Martin, 63, doesn't profess to be smart enough to forecast global financial hurricanes or the future value of the dollar or market volatility.

He just likes to own good companies with strong balance sheets and a competitive advantage.

"We don't rent stocks, we own them," Martin told several dozen of his investors the other night, a reference to DGI's low investment-turnover rate compared with the industry average. "I've either outlasted everybody else or I was too dumb to quit."

Martin and company were smart enough to get nervous about all the capital flowing to the financial and housing sectors in 2004-06. They largely pulled away from the lenders and builders and minimized the bath to investors during the housing-finance contraction of 2007-09.

Apparently Martin, who started out managing stock portfolios 35 years ago for then-Norwest Corp, saw bad things brewing as America's unbridled financiers gorged on debt, real estate and funny-money mortgages in such quantities that the eventual indigestion seized the financial system, caused record foreclosures, a job-shedding recession and a historic federal bailout of the too-big-to-fail perpetrators.
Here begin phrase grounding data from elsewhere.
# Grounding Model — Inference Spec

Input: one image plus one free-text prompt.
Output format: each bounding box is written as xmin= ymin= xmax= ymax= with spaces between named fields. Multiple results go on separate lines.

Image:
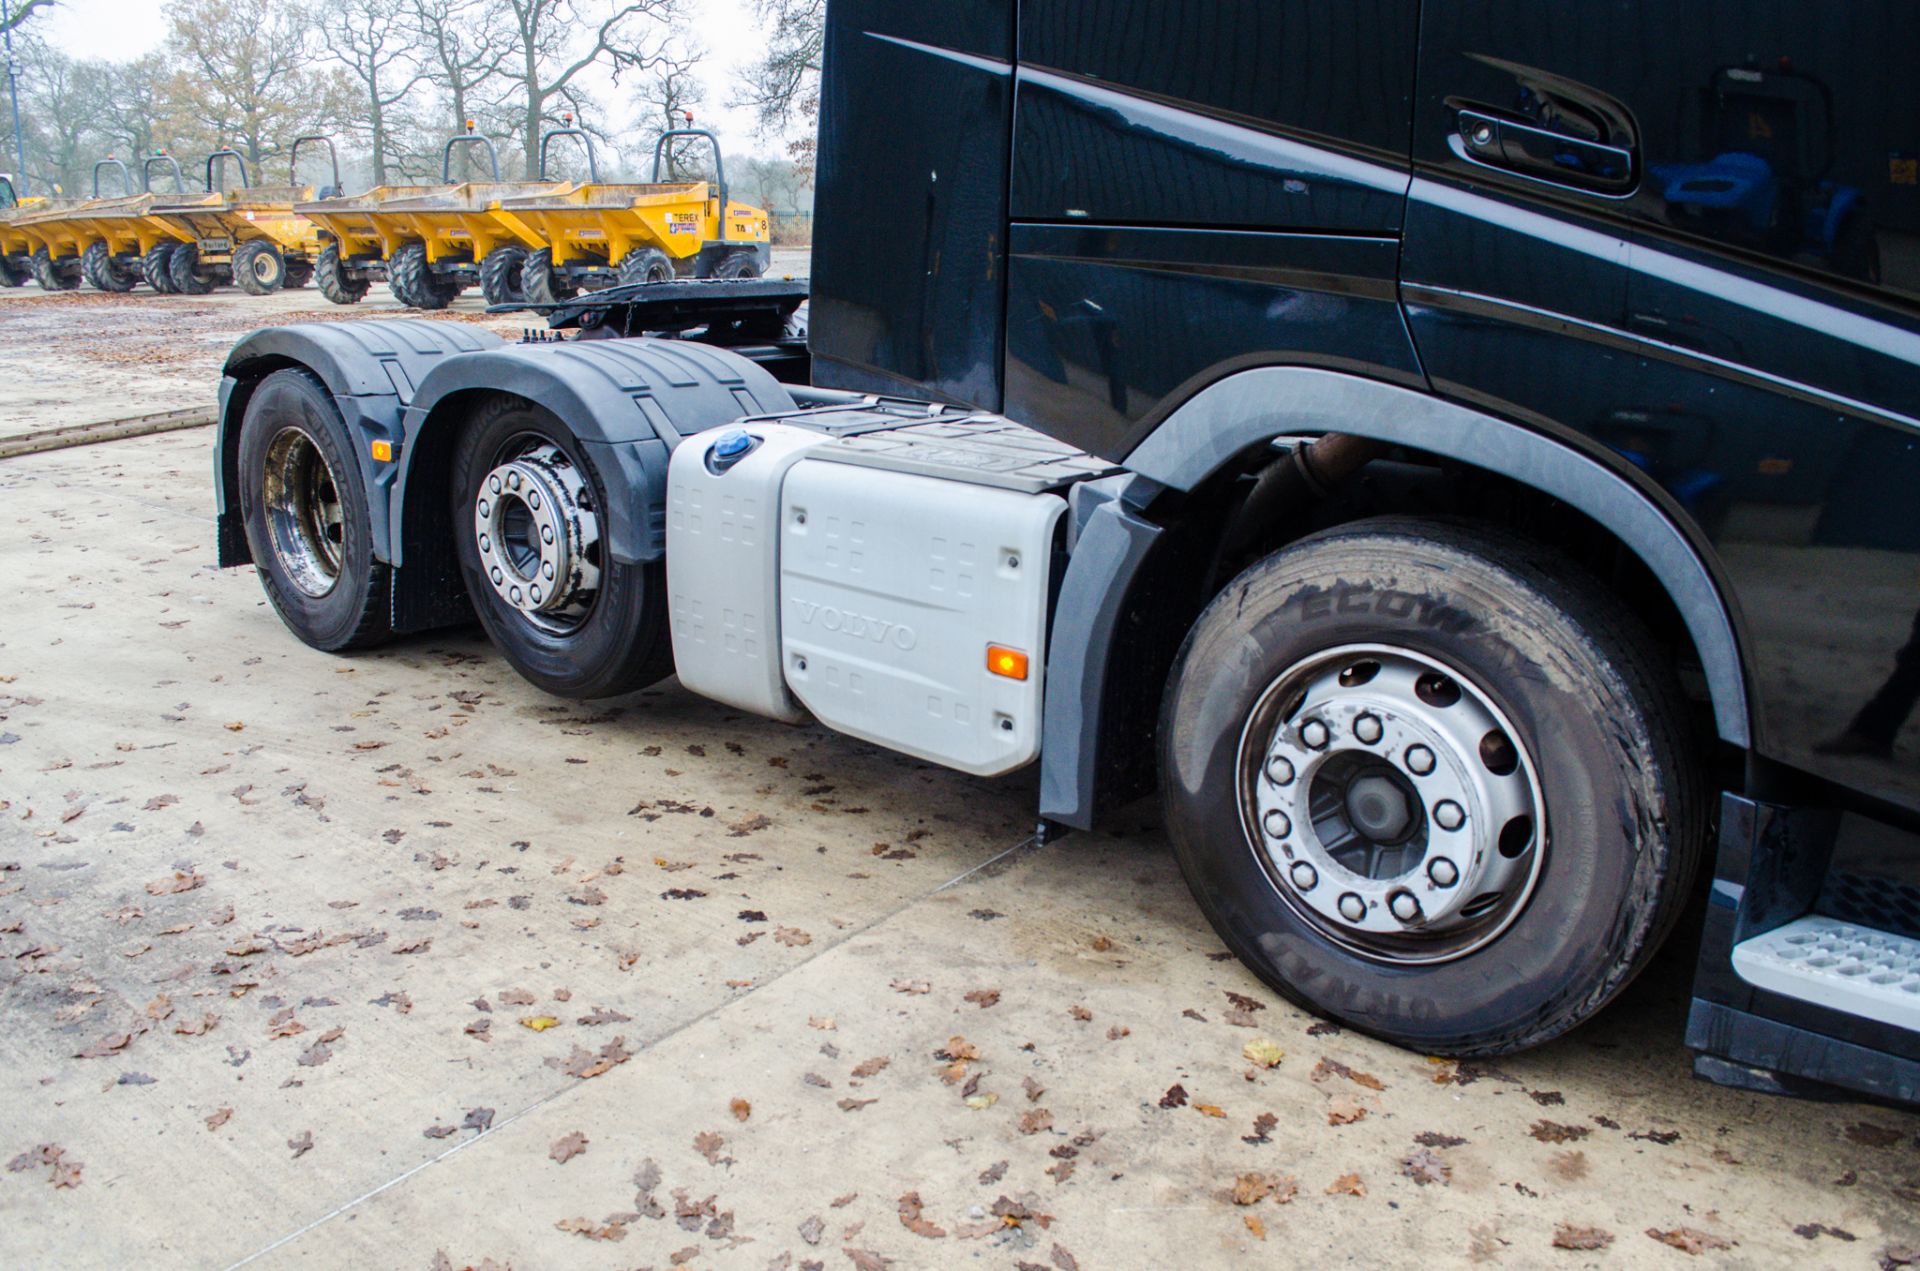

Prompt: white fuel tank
xmin=666 ymin=424 xmax=829 ymax=722
xmin=778 ymin=459 xmax=1064 ymax=777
"If we don't understand it, we don't buy it," said Martin, recalling a DGI publication in 2004 that panned the likes of Citigroup and Fannie Mae, among the most aggressive players with the highest-compensated brass who are now basically wards of the government.

DGI's mid-cap equity composite portfolio rose 5 percent between October 2008 and September 2009. And it has nearly doubled since the market bottomed in March, compared with a 65 percent and 72 percent improvement in the S&P 500 and Nasdaq markets, respectively.
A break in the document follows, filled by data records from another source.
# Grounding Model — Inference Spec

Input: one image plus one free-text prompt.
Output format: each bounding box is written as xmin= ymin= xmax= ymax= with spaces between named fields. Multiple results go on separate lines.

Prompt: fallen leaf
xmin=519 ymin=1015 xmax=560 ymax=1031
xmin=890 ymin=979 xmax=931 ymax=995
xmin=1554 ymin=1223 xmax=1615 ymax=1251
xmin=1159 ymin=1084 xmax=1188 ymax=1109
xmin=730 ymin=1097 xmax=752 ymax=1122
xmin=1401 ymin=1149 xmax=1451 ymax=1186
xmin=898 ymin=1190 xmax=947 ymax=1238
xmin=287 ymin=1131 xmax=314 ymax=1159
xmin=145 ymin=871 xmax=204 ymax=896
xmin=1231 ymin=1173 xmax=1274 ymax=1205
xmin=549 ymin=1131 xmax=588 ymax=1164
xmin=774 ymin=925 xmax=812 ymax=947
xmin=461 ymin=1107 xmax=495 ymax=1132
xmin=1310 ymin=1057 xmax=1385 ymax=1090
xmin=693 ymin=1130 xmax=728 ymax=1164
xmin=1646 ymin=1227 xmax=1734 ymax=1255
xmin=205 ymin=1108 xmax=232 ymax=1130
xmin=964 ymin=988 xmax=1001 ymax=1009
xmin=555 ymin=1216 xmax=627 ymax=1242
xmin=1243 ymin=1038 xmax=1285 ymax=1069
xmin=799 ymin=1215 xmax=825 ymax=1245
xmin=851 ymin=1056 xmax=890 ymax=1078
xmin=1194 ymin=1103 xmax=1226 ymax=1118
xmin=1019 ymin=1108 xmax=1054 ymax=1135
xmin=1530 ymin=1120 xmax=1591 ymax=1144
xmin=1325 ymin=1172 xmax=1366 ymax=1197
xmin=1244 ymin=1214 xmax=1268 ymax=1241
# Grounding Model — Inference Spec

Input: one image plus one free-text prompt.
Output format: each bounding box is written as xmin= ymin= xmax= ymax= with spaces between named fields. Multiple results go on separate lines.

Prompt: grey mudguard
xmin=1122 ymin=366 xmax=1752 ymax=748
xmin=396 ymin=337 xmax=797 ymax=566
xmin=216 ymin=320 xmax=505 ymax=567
DGI's largest winners include TJX Companies, the holding company for several discount retailers; Plexus Corp., the Wisconsin-based contract manufacturer; and Adobe Systems, the California-based global software designer and another company that has doubled in value since March.

Martin said a year ago, as stocks and investor worth plunged, that we were in "a once-in-a-lifetime buying opportunity." He's right so far.

Now investors worry about rebounding "too far too fast" this year.

Martin notes that third-quarter earnings have proven better than expected so far. The S&P 500, although up nearly 60 percent since its March low, is still a third off its highs of 2007.

Worried about federal budget deficits, a declining dollar, inflation? So is Martin. He told investors to align their equity holdings with risk tolerance and their ability to sleep at night.

"But we can have a sour outlook on the economy and still feel good about our stocks," Martin said. "Stocks give some inflation protection."